This is an interesting article from Kiplinger about DFA Funds.
This Is Rocket Science
Academic ideas spawned one company’s great funds. But to get them, you must play by its rules.
By Bob Frick
From Kiplinger’s Personal Finance magazine, October 2008 The story of dimensional fund advisors is unlike that of any other fund company. You can’t just buy shares. Rather, you must first observe a courtship ritual and then hire an adviser. And if you’re patient enough to listen and you agree with DFA that no one can beat the market, you’ll be allowed to own DFA funds. As DFA’s chief investment officer, Eduardo Repetto, puts it: “If we show you the data and you believe the data, then we are here to serve.”
Just like Saab’s claim that its cars are “born from jets,” DFA funds are born of eggheads. Nobel prize-winning economist Myron Scholes sits on DFA’s board, as does University of Chicago finance professor Eugene Fama — considered a shoo-in for a future Nobel award. Chief executive David Booth and director Rex Sinquefield, who co-founded DFA in 1981, were Fama disciples in college. “When I walk into a board meeting,” says Booth, “I don’t have to worry about being the smartest person in the room.”

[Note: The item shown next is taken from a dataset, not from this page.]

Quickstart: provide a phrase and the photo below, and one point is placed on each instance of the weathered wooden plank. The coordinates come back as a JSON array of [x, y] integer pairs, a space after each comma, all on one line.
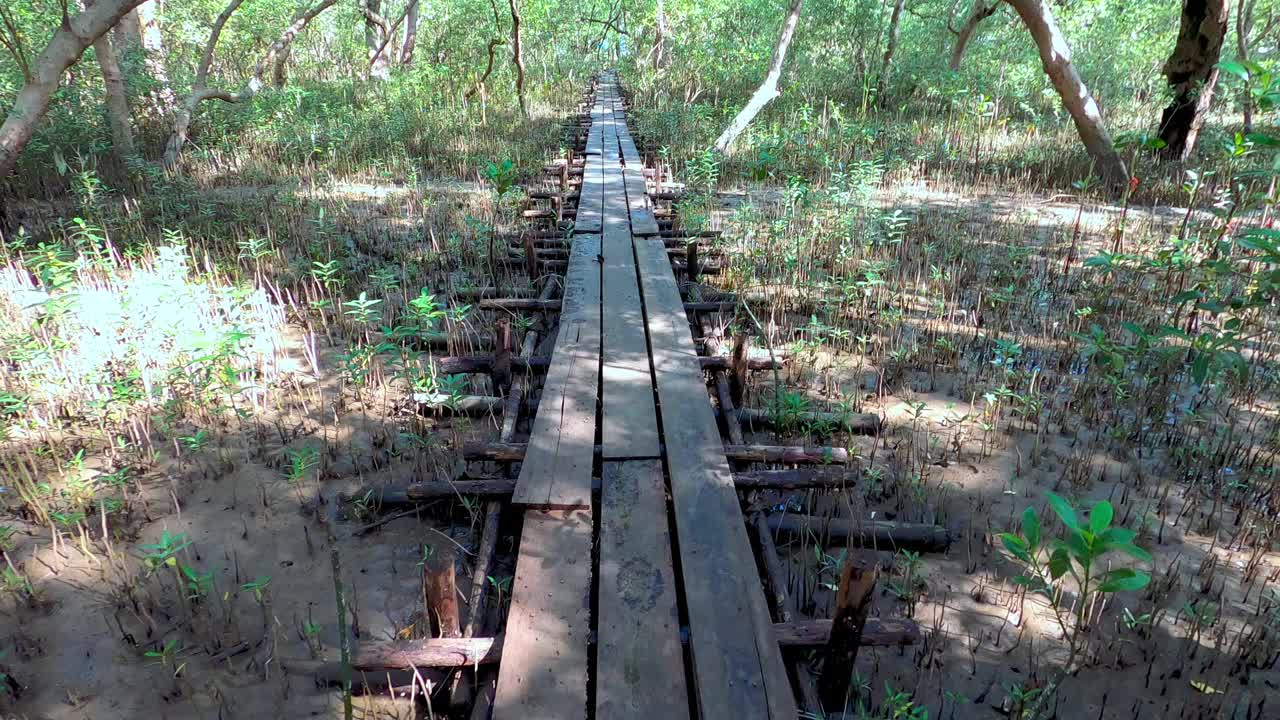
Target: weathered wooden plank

The DFA philosophy boils down to the relationship between risk and return. History shows that some riskier stocks — those of small companies and those considered undervalued — produce higher returns on average over time than other types of stocks. “But on average doesn’t mean every year,” says Booth. DFA clients must be willing to endure periods of drought.
But over the long term, many DFA funds boast impressive results. DFA’s marquee fund, U.S. Small Cap Value, for example, beats every relevant benchmark. The fund, which invests mainly in U.S. stocks with the lowest 10% of market capitalizations, returned an annualized 11% over the past ten years (all return data is to August 1). That beat both the Russell 2000 Value index, which measures undervalued small-company stocks, and the typical small-company value fund by an average of almost two percentage points per year. And it left the large-company Standard & Poor’s 500-stock index in the dust by nearly eight percentage points a year. ….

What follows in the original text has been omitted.